Hendrich et al5 reported a decrease in errors and injuries related to the reduction in patient transfers in acuity adaptable rooms, and improved flexibility of use. Their comparison of pre- and post-patient room conditions revealed that as patient transportation was reduced by more than 90%, medication errors decreased by 70% and the fall index for patients in the high-risk cardiac test population fell from six to two falls per 1,000 patient days.

Palomar will track such outcomes, as well as metrics that include costs, quality of care and patient satisfaction in flexible acuity rooms compared to the previous designs. Palomar is modeling scenarios with government regulators and collaborating with an advisory group to ensure that nurses and ancillary staff are appropriately trained for this new nursing model.

The patient room has also been adapted for information systems. As physicians make rounds, large LCD panels in each patient room will provide the means to concurrently display patient demographics, vital signs and medical information.

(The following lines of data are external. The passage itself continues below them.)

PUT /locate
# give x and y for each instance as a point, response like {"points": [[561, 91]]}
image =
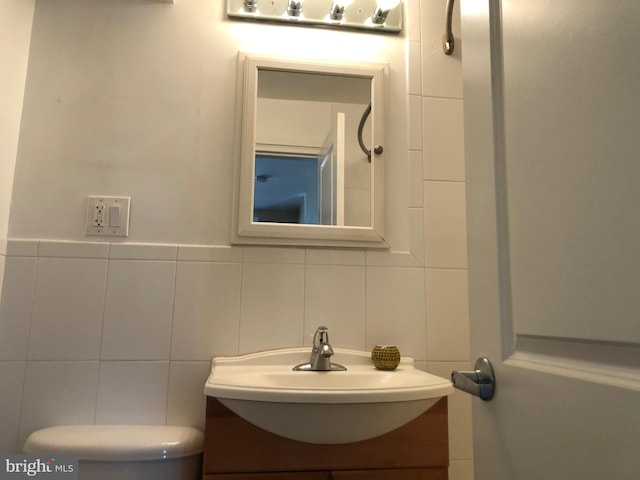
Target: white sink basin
{"points": [[323, 407]]}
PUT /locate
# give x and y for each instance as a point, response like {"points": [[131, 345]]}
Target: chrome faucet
{"points": [[320, 360]]}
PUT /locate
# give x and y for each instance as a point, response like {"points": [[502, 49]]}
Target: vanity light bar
{"points": [[371, 15]]}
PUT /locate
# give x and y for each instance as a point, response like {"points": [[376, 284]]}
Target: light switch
{"points": [[108, 216], [114, 216]]}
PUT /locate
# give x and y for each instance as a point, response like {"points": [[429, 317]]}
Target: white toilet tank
{"points": [[125, 452]]}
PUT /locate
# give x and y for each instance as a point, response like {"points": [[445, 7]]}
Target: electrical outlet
{"points": [[108, 216]]}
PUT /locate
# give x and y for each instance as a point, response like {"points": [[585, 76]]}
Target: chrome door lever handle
{"points": [[480, 382]]}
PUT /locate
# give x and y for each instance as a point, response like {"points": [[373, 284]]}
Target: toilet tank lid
{"points": [[117, 442]]}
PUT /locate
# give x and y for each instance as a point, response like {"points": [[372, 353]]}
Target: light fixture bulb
{"points": [[295, 8], [337, 9], [250, 5], [383, 7]]}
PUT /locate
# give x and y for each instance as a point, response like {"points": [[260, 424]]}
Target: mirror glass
{"points": [[307, 172], [309, 167]]}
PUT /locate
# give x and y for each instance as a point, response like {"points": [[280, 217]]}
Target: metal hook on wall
{"points": [[448, 42]]}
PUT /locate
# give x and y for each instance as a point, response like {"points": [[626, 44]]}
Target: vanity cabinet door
{"points": [[270, 476], [394, 474]]}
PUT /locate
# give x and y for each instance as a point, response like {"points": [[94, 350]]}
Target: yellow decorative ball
{"points": [[385, 357]]}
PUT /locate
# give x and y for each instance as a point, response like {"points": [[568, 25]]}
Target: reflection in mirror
{"points": [[306, 173], [309, 165]]}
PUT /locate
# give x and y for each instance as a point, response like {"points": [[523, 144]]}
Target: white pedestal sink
{"points": [[323, 407]]}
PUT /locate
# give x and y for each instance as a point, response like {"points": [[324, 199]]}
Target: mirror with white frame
{"points": [[311, 153]]}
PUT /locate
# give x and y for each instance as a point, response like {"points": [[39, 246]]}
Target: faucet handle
{"points": [[321, 336]]}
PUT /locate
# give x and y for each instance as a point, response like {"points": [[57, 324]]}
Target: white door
{"points": [[331, 161], [552, 139]]}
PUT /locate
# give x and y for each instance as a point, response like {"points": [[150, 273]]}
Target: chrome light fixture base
{"points": [[370, 15]]}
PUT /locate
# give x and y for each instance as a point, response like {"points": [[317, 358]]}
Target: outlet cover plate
{"points": [[108, 216]]}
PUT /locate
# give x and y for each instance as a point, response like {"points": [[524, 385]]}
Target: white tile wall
{"points": [[66, 320], [138, 310], [117, 332]]}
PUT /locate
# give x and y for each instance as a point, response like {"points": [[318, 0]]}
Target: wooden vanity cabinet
{"points": [[235, 449]]}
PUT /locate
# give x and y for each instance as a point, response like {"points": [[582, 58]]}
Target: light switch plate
{"points": [[108, 216]]}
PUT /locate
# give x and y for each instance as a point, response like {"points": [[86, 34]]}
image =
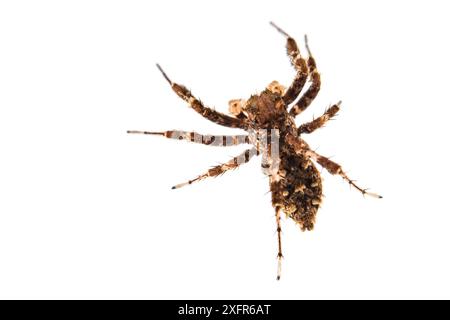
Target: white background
{"points": [[86, 210]]}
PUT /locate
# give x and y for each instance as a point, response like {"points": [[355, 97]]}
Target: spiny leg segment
{"points": [[313, 89], [311, 126], [332, 167], [299, 64], [280, 254], [195, 137], [222, 168], [197, 105]]}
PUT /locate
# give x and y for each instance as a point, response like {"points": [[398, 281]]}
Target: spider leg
{"points": [[313, 89], [280, 254], [332, 167], [319, 122], [220, 169], [298, 63], [195, 137], [197, 105]]}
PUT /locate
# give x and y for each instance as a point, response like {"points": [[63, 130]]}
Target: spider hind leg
{"points": [[222, 168], [197, 105]]}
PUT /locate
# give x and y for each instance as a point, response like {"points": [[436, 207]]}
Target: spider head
{"points": [[262, 109]]}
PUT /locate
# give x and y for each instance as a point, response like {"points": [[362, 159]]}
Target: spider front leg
{"points": [[198, 106], [195, 137], [222, 168], [280, 254], [313, 89], [299, 64], [334, 168], [302, 148], [311, 126]]}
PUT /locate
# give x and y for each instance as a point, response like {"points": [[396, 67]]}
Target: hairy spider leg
{"points": [[331, 166], [207, 139], [311, 126], [306, 99], [298, 63], [222, 168], [197, 105], [280, 254]]}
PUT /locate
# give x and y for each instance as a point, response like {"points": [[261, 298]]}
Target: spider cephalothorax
{"points": [[287, 159]]}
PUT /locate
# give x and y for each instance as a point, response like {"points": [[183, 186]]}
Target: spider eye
{"points": [[235, 106], [277, 88]]}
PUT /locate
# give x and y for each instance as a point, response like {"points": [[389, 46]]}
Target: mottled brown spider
{"points": [[287, 159]]}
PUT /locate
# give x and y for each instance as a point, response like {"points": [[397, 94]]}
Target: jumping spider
{"points": [[295, 182]]}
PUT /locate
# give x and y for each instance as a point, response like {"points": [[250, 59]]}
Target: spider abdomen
{"points": [[299, 191]]}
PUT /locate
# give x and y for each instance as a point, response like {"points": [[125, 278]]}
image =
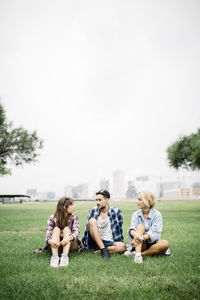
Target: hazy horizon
{"points": [[108, 85]]}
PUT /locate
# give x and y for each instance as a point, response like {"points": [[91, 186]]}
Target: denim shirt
{"points": [[116, 221], [154, 224]]}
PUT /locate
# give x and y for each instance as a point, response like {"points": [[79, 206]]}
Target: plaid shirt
{"points": [[116, 221], [73, 224]]}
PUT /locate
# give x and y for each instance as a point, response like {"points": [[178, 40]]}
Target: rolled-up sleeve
{"points": [[155, 230], [50, 227], [120, 219], [75, 228], [134, 223]]}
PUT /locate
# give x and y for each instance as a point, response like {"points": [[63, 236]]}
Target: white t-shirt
{"points": [[105, 228]]}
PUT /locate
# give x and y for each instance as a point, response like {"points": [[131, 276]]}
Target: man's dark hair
{"points": [[104, 193]]}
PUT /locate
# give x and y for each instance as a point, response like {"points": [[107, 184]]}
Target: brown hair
{"points": [[60, 213], [148, 199]]}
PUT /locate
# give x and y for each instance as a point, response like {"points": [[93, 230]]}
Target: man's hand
{"points": [[138, 238], [66, 240], [54, 244]]}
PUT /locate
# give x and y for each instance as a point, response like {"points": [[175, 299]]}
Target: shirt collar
{"points": [[150, 213]]}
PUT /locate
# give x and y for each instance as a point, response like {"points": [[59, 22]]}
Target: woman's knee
{"points": [[56, 230], [165, 244], [56, 233], [66, 230], [120, 247], [140, 227], [74, 246]]}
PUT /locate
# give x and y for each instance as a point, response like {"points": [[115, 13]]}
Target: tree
{"points": [[17, 145], [185, 152]]}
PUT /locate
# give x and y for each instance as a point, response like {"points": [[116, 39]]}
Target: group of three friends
{"points": [[103, 232]]}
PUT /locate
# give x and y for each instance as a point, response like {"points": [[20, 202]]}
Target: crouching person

Patients will be able to remotely control room temperature, order a meal, surf the internet, conduct videoconferences with their doctor, and play music. Patients may also display images, family photographs and possibly works of art from the Museum of Modern Art.

Voice-based fall alarms will not only alert nursing staff to fall risk but also speak to patients using voices recorded by loved ones, gently instructing them to return to bed. Initial pilot studies in functioning clinics were successful, and 51 units have been rolled out in operational units. Ceiling-mounted patient lifts will be installed in all patient rooms, in addition to handrails leading from the head of the patient’s bed to the toilet in order to minimise preventable falls.

Patient rooms are organised into nursing pods with both central clinician stations and distributed nursing stations, providing continuity of care by maintaining good lines of sight between nurses and patients. The hospital plans to track patient, staff and economic outcomes relative to such design changes.

Community engagement
In 2004, seeking broad input from the community, a virtual Palomar hospital was launched on the internet, offering visitors a reproduction of the proposed development.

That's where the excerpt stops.